5. Par un arrêté n° 2020-00799 du 1er octobre 2020, régulièrement publié au recueil n° 75-2020-328 des actes administratifs spécial de la préfecture de police le même jour, le préfet de police a donné à M. B... F..., attaché d'administration de l'Etat au sein du 12ème bureau de la direction générale de la préfecture de police et signataire de la décision attaquée, délégation à effet de signer tous les actes dans la limite de ses attributions, au nombre desquelles figure la police des étrangers. Il ressort de l'original de cet arrêté qu'il comporte la signature de M. D... G..., préfet de police. La circonstance que l'ampliation de cet arrêté ne comporte pas la signature de son auteur est sans incidence sur sa légalité. Le moyen tiré de ce que la décision attaquée aurait été pris par une autorité incompétente doit, par suite, être écarté comme manquant en fait.

6. En deuxième lieu, aux termes de l'article L. 211-2 du code des relations entre le public et l'administration : " Les personnes physiques ou morales ont le droit d'être informées sans délai des motifs des décisions administratives individuelles défavorables qui les concernent. / A cet effet, doivent être motivées les décisions qui : 1° Restreignent l'exercice des libertés publiques ou, de manière générale, constituent une mesure de police (...) ". Aux termes de l'article L. 211-5 du même code : " La motivation exigée par le présent chapitre doit être écrite et comporter l'énoncé des considérations de droit et de fait qui constituent le fondement de la décision ".

7. L'arrêté du 2 novembre 2020 vise notamment le code de l'entrée et du séjour des étrangers et du droit d'asile, en particulier l'article L. 511-1 I 6° sur le fondement duquel le refus de titre de séjour a été pris, ainsi que la convention européenne de sauvegarde des droits de l'homme et des libertés fondamentales, en particulier son article 8. Il est mentionné que M. C..., entrée en France le 27 janvier 2018 selon ses déclarations, a déposé une demande de protection internationale qui a été rejetée par une décision de l'OFPRA, confirmée par la Cour nationale du droit d'asile. Il est également indiqué que la décision ne porte pas une atteinte disproportionnée à son droit de mener une vie privée et familiale normale. Ainsi, la décision portant obligation de quitter le territoire français, qui n'avait pas à faire état de l'ensemble des éléments caractérisant la situation de l'intéressé, comporte l'énoncé des circonstances de droit et de fait qui en constituent le fondement. Par suite, le moyen tiré de son insuffisante motivation doit être écarté.
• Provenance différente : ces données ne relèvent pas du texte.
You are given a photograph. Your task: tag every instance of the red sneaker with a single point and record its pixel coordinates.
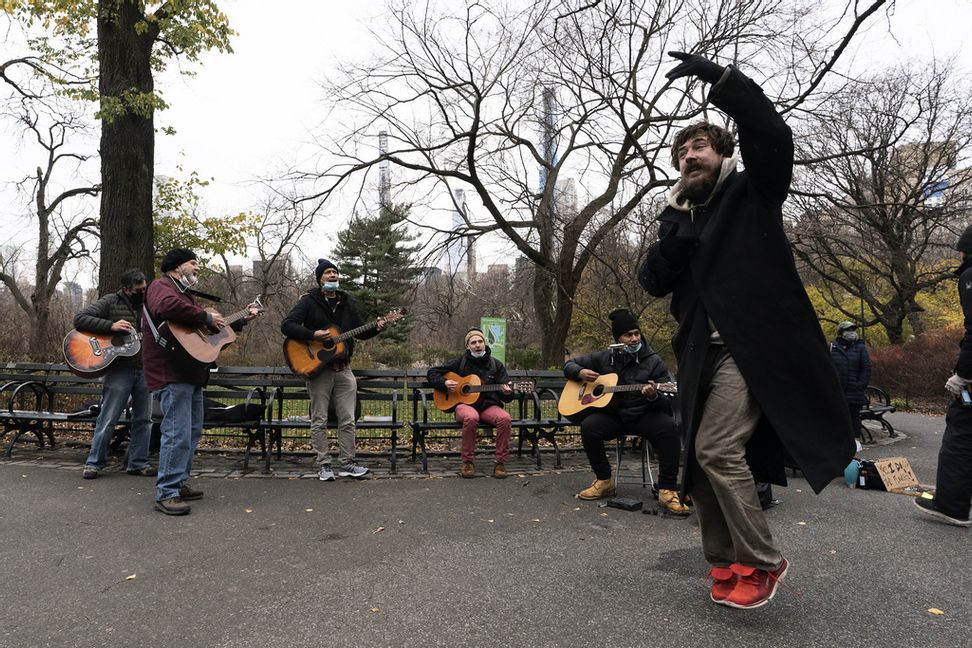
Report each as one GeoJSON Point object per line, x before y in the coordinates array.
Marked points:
{"type": "Point", "coordinates": [754, 587]}
{"type": "Point", "coordinates": [723, 582]}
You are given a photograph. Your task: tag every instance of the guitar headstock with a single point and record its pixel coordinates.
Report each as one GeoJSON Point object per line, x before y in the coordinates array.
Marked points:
{"type": "Point", "coordinates": [394, 315]}
{"type": "Point", "coordinates": [524, 387]}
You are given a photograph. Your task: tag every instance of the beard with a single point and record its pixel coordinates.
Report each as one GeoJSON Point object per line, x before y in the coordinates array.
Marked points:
{"type": "Point", "coordinates": [698, 189]}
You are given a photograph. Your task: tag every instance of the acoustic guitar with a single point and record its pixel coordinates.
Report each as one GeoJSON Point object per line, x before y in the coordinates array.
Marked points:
{"type": "Point", "coordinates": [89, 354]}
{"type": "Point", "coordinates": [580, 395]}
{"type": "Point", "coordinates": [307, 358]}
{"type": "Point", "coordinates": [202, 342]}
{"type": "Point", "coordinates": [469, 390]}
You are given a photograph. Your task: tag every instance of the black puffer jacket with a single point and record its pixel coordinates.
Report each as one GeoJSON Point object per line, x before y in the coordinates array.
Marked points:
{"type": "Point", "coordinates": [632, 369]}
{"type": "Point", "coordinates": [97, 317]}
{"type": "Point", "coordinates": [312, 312]}
{"type": "Point", "coordinates": [490, 371]}
{"type": "Point", "coordinates": [853, 365]}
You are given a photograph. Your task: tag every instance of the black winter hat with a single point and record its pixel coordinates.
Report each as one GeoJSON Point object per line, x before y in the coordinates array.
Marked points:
{"type": "Point", "coordinates": [322, 265]}
{"type": "Point", "coordinates": [176, 257]}
{"type": "Point", "coordinates": [622, 321]}
{"type": "Point", "coordinates": [964, 243]}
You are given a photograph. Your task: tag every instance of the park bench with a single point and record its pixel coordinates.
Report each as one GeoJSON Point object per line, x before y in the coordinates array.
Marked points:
{"type": "Point", "coordinates": [878, 404]}
{"type": "Point", "coordinates": [376, 409]}
{"type": "Point", "coordinates": [534, 415]}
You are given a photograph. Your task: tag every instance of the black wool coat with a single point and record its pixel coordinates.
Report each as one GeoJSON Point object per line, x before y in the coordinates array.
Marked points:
{"type": "Point", "coordinates": [743, 278]}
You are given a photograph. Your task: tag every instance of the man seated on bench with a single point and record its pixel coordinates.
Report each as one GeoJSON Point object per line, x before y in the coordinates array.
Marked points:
{"type": "Point", "coordinates": [634, 412]}
{"type": "Point", "coordinates": [489, 406]}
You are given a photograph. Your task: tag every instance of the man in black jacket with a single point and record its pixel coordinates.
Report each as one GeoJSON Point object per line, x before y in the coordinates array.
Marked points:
{"type": "Point", "coordinates": [754, 376]}
{"type": "Point", "coordinates": [642, 412]}
{"type": "Point", "coordinates": [853, 364]}
{"type": "Point", "coordinates": [953, 481]}
{"type": "Point", "coordinates": [120, 313]}
{"type": "Point", "coordinates": [310, 319]}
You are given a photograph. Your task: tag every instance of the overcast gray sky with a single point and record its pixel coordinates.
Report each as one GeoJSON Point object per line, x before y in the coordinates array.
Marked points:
{"type": "Point", "coordinates": [245, 115]}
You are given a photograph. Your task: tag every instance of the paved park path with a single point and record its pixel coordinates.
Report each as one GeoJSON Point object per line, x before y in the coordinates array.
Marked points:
{"type": "Point", "coordinates": [441, 561]}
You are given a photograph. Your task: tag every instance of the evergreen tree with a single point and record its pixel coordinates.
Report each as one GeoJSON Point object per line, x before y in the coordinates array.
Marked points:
{"type": "Point", "coordinates": [377, 261]}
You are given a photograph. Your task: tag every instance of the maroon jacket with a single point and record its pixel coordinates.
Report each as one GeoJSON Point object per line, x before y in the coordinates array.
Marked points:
{"type": "Point", "coordinates": [164, 366]}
8. En troisième lieu, aux termes des dispositions alors codifiées à l'article L. 743-1 du code de l'entrée et du séjour des étrangers et du droit d'asile : " Le demandeur d'asile dont l'examen de la demande relève de la compétence de la France et qui a introduit sa demande auprès de l'Office français de protection des réfugiés et apatrides bénéficie du droit de se maintenir sur le territoire français jusqu'à la notification de la décision de l'office ou, si un recours a été formé, dans le délai prévu à l'article L. 731-2 contre une décision de rejet de l'office, soit jusqu'à la date de la lecture en audience publique de la décision de la Cour nationale du droit d'asile, soit, s'il est statué par ordonnance, jusqu'à la date de la notification de celle-ci [...] ".

9. Il ressort des pièces du dossier que le préfet de police a indiqué, dans les motifs de l'arrêté contesté, que la demande d'asile présentée par M. C... avait été rejetée par une décision de l'Office français de protection des réfugiés et apatrides en date du 28 février 2020, confirmée par une décision de la Cour nationale du droit d'asile. Les mentions de la fiche " TelemOfpra ", produite en défense devant les premiers juges, indiquent que la décision de la Cour nationale du droit d'asile rejetant le recours de M. C... a été lue le 28 décembre 2020. Ainsi, et en application des dispositions de l'article L. 743-1 du code de l'entrée et du séjour des étrangers et du droit d'asile, l'intéressée disposait du droit de se maintenir en France jusqu'au 28 décembre 2020. Par suite, c'est sans méconnaître ces dispositions que le préfet de police a prononcé l'arrêté attaqué, daté du 8 mars 2021.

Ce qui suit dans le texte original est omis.